"Paradoxes"
- Rich states (increasingly?) vote Democratic but rich people vote Republican.
- Richer counties in rich states vote Democratic (also causes the second order availability bias --- a claim about absolute levels not trends.) but the rich vote Republican.
See also: http://www.stat.columbia.edu/~gelman/research/published/feller_gelman_shor_2012.pdf
Key Claims
- Rich people in rich states have increasingly become socially liberal and they are voting against their class interests. (Would have been nice to see how the rich in blue states have become more socially liberal. Could be some version of #2 where socially liberal rich people vote Dem. as R becomes more socially conservative.) (GS: Rich people in rich states are also becoming economically liberal. see also: https://twitter.com/wpmarble/status/1703798638693212364
- Parties have moved such that there is greater cor(social, economic) within the party. Poor in poor states (more socially conservative to begin with) plausibly vote more R because of that.

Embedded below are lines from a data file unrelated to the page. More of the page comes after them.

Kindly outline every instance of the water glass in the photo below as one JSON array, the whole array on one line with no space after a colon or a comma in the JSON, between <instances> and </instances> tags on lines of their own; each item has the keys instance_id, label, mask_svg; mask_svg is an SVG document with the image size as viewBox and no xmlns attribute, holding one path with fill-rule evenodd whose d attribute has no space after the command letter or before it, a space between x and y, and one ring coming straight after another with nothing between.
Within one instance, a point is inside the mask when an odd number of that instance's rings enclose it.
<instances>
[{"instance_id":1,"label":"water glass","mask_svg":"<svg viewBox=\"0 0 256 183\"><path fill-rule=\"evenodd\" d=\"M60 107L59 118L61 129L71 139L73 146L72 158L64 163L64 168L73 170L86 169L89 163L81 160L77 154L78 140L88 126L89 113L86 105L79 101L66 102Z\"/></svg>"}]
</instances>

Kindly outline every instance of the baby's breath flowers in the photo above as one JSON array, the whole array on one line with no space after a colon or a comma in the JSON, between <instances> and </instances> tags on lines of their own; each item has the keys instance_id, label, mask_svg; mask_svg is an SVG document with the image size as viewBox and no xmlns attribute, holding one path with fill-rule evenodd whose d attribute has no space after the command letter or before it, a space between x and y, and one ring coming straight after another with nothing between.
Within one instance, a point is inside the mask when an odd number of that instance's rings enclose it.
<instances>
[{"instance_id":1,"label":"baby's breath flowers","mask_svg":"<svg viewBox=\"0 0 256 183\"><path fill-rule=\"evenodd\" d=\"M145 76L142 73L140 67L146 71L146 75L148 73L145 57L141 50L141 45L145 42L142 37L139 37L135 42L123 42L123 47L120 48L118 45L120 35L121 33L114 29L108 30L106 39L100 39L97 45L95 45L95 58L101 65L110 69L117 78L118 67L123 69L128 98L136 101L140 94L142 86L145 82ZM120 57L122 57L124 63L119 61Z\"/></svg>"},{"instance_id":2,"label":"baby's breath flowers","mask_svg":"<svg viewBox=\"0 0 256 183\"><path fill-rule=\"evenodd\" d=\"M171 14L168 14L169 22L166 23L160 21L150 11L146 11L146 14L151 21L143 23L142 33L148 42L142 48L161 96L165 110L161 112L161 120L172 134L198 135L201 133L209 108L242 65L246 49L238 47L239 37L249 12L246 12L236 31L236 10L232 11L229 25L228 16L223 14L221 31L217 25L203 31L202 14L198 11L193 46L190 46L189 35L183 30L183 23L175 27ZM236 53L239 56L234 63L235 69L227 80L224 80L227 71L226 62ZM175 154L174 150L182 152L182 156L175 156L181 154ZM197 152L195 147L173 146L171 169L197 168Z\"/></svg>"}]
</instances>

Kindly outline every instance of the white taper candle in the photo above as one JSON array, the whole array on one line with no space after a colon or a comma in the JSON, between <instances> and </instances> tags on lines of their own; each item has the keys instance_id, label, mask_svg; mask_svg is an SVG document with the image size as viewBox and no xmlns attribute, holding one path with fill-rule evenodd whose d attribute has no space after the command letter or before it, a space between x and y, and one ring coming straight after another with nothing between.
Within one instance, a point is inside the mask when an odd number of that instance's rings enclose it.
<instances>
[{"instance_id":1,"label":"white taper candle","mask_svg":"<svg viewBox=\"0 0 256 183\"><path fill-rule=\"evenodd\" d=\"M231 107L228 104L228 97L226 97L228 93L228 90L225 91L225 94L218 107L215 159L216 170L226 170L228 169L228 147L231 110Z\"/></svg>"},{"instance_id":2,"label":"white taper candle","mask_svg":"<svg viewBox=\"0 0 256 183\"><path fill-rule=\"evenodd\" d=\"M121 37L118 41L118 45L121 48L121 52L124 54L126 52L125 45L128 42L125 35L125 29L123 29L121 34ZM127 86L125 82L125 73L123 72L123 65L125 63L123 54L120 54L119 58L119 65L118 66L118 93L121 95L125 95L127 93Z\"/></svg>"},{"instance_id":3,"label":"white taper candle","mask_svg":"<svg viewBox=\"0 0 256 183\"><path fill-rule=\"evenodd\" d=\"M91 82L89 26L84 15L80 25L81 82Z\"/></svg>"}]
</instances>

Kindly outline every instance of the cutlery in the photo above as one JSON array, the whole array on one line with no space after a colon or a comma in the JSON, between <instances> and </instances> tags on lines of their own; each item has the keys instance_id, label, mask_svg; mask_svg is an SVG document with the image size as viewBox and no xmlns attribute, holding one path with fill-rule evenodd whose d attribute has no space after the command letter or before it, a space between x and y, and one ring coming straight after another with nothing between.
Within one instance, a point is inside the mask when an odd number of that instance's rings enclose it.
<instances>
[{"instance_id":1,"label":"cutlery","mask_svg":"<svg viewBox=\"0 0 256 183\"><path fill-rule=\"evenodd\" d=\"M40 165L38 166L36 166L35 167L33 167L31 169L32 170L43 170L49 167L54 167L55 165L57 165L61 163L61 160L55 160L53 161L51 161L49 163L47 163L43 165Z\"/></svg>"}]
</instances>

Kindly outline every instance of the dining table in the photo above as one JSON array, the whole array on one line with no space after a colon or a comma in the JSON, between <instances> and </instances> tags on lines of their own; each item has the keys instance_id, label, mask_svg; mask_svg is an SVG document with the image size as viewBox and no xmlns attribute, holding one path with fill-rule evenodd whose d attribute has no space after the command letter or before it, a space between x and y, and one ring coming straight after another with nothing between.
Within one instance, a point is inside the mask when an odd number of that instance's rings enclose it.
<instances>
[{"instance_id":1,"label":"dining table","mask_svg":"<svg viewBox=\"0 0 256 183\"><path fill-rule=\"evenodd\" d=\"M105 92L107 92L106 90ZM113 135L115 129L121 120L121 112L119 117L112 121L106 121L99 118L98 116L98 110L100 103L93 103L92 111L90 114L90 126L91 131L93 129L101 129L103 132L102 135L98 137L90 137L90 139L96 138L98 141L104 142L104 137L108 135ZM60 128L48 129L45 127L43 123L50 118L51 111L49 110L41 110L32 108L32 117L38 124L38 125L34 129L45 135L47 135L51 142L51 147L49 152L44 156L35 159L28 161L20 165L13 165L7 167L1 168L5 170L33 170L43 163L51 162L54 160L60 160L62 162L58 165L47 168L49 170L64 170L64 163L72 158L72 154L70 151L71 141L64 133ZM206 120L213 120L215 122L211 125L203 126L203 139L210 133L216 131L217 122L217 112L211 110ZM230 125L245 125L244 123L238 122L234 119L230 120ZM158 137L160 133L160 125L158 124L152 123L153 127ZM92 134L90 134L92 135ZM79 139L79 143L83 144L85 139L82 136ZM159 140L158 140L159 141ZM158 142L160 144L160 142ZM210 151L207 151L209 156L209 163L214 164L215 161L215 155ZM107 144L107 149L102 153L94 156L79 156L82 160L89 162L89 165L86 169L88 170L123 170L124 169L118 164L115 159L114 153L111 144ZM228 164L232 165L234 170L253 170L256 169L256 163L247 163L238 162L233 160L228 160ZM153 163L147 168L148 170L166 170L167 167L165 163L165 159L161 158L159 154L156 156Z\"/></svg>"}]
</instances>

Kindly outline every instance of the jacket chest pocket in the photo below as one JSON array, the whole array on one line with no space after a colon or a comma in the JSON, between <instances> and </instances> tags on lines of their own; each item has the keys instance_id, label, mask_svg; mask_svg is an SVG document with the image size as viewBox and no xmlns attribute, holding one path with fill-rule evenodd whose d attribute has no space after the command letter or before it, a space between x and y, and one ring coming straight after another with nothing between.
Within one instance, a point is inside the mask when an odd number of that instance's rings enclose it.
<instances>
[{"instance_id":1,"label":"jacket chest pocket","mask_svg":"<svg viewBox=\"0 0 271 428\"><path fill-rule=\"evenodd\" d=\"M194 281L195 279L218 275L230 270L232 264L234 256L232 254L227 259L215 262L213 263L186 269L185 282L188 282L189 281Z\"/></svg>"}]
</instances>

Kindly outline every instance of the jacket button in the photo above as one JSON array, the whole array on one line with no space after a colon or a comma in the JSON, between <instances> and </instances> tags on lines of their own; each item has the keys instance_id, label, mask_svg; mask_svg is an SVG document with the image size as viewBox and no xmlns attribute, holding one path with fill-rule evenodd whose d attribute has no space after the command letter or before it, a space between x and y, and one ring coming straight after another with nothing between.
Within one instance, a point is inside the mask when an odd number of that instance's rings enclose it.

At an individual level, the richer people are likelier to vote R. Though see 2020 (and there seems to be a downward trajectory in the cor among NH Whites). GS: There is a dramatic ecological shift (among NH Whites) toward R in the South but also in places like UT. Majorities of poor people vote R in a bunch of states.
OR, WA, and ID show strong over-time patterns of rich counties becoming increasingly D (or poorer counties becoming increasingly R) or both. KY, AK, AL, MS, TN (AL and WI less so) show strong over-time patterns of R-D diff. becoming larger. See NY also.
TL;DR = low corr. and +ve cor. b/w social ideology (more conservative is higher) and income in some of the red states. GS: I expect cor. to become negative everywhere.
GS: since re-election rates are correlated with ideology (safe districts elect ideologues), the people who will end up with seniority-based committee positions would be more extreme also.
c.f. with "When an extremist—as measured by primary-election campaign receipt patterns—wins a “coin-flip” election over a more moderate candidate, the party’s general-election vote share decreases on average by approximately 9–13 percentage points, and the probability that the party wins the seat decreases by 35–54 percentage points."
though remember what's being compared = "In primary races with two major candidates, the race is tentatively identified as being between an extremist and a relatively moderate candidate if the difference between their estimated ideological positions is at or above the median in the distribution of ideological distances between the top two candidates in all contested primary elections. This median distance translates to roughly one-third the distance on the DWNOMINATE scale between the medians of the two parties in the 112th Congress, and it is approximately two to three times as large as the average distance between representatives and their own party’s median."